Ich schlug die Hände vor dem Gesicht zusammen, als die Puzzleteile an ihren Platz fielen. Natürlich, seine Freundin war eine Dämonin und nach Hunters Plan würde Angelina entweder sterben oder zurück in die Unterwelt verbannt werden. Denn Hunter war kein Mann für Ausnahmen. Selbst wenn es sich bei dieser besonderen Dämonin um seine eigene Schwester handelte.

»Also möchtest du mir sagen, dass du Hunter doch nicht für einen sadistischen Bösewicht hältst, der sich für niemanden interessiert außer für sich selbst?«

»Ich habe ihn nie als einen sadistischen Bösewicht bezeichnet«, antwortete Chris empört und warf Hunter einen vorsichtigen Blick zu.

Ich verdrehte die Augen. »Stimmt, meine Wortwahl. Aber inhaltlich läuft es auf dasselbe hinaus. Es ist zwar schön und gut, dass offenbar wenigstens deine Warnung nichtig ist. Nichtsdestotrotz hat er Jon attackiert und mich gegen meinen Willen entführt. Also nenne mir einen Grund, warum ich ihm bei seinem Plan helfen sollte.«

»Er hat dich nicht entführt, sondern gerettet. Das ist alles ein schreckliches Missverständnis«, erwiderte Chris heftig.

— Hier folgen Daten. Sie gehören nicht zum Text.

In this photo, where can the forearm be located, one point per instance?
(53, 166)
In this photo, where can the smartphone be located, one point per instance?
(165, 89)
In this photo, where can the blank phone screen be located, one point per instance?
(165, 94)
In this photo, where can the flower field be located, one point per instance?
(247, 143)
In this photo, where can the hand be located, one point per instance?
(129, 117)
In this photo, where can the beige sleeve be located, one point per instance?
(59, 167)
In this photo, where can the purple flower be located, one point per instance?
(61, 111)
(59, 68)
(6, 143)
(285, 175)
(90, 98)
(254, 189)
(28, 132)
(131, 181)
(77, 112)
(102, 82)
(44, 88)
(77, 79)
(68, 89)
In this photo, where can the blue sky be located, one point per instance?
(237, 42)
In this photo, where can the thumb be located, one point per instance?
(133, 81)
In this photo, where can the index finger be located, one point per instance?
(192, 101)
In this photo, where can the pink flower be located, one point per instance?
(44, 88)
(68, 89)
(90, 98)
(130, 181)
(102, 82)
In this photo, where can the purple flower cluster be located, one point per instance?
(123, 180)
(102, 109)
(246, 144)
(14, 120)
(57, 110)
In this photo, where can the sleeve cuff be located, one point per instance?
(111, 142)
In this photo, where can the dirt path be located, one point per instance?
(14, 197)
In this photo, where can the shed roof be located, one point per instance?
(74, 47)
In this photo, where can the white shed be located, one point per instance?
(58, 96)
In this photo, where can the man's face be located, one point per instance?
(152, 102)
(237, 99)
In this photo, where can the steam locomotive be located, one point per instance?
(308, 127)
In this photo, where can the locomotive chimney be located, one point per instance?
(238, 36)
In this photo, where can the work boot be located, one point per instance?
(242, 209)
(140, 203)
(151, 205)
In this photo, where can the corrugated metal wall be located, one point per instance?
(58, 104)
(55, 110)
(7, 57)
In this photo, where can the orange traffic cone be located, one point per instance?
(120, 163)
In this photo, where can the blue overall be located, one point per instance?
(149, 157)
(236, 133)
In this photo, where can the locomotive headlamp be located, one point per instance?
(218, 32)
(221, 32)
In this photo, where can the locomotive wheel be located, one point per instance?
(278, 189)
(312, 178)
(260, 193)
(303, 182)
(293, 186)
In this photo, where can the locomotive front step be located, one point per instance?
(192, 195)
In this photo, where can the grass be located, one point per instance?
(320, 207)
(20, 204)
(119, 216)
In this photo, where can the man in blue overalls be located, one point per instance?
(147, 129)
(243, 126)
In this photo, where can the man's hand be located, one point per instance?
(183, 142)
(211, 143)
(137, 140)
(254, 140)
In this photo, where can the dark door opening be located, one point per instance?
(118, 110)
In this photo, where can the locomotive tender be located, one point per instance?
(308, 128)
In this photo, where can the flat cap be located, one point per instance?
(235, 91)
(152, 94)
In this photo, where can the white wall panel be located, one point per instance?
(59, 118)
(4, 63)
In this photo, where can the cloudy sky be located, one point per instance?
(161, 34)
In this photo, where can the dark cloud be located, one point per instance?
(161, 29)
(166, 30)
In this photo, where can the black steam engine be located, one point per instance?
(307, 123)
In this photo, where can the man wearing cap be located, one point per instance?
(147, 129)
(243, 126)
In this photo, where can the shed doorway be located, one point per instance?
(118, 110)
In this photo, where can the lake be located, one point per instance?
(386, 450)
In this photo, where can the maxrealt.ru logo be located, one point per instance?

»Das lässt sich leicht sagen. Warum vertraust du ihm so sehr?«

»Angelina und ich sind schon seit einer Weile hier und haben mitbekommen, was bei dem Einsatz passiert ist. Er wollte Jon nicht angreifen. Jon ist mein Zwilling. Glaubst du wirklich, ich würde mit ihm zusammenarbeiten, wenn ich auch nur den geringsten Verdacht hätte, dass er Jon böswillig verletzt hat?«

Ernst sah er mich an und ich seufzte tief. Ganz offensichtlich war Chris felsenfest davon überzeugt, Hunter trauen zu können. Das bezeugte zwar noch nicht Hunters Unschuld, aber wenigstens waren genügend Zweifel gesät, sodass ich die Möglichkeit, die Clans könnten ebenfalls etwas mit dem Angriff zu tun haben, zumindest in Betracht zog.

Obwohl ich erschöpft war, richtete ich mich eine Spur gerader auf und streckte die Schultern durch. Chris war dabei, sich von Hunter einlullen zu lassen. Vermutlich mit falschen Versprechungen. Anders konnte ich mir den plötzlichen Sinneswandel nicht erklären.

»Oh, Chris. Ich verstehe dich. Aber was hat sich geändert? Der Plan ist derselbe und du würdest Angelina verlieren.«

Ein glückseliger Ausdruck trat auf Chris’ Gesicht. »Nein, das werde ich nicht. Es gibt einen Ausweg. Jasper hat eine Lösung gefunden.

Mit gemischten Gefühlen drehte ich mich zu Hunter. »Du hast einen Ausweg gefunden?«

Einerseits erfüllte mich Erleichterung, andererseits Misstrauen. Hatte ich ihn nicht schon bei einem unserer ersten Gespräche genau danach gefragt? Nach einer Möglichkeit, unschuldige Dämonen zu verschonen. Aber er war es gewesen, der sich vehement dagegen gewehrt und mich davon überzeugt hatte, es gäbe nur den einen Plan – nach dem sie alle verschwinden mussten.

»Ja, dein Bruder hat recht.« Mit unbewegtem Mienenspiel erwiderte er meinen Blick. Ich wartete auf eine Fortführung seiner Gedanken, aber er blieb stumm, als hätte sich das Thema damit erledigt.

»Nun gut, und wie soll das jetzt funktionieren?«, fragte ich gereizt.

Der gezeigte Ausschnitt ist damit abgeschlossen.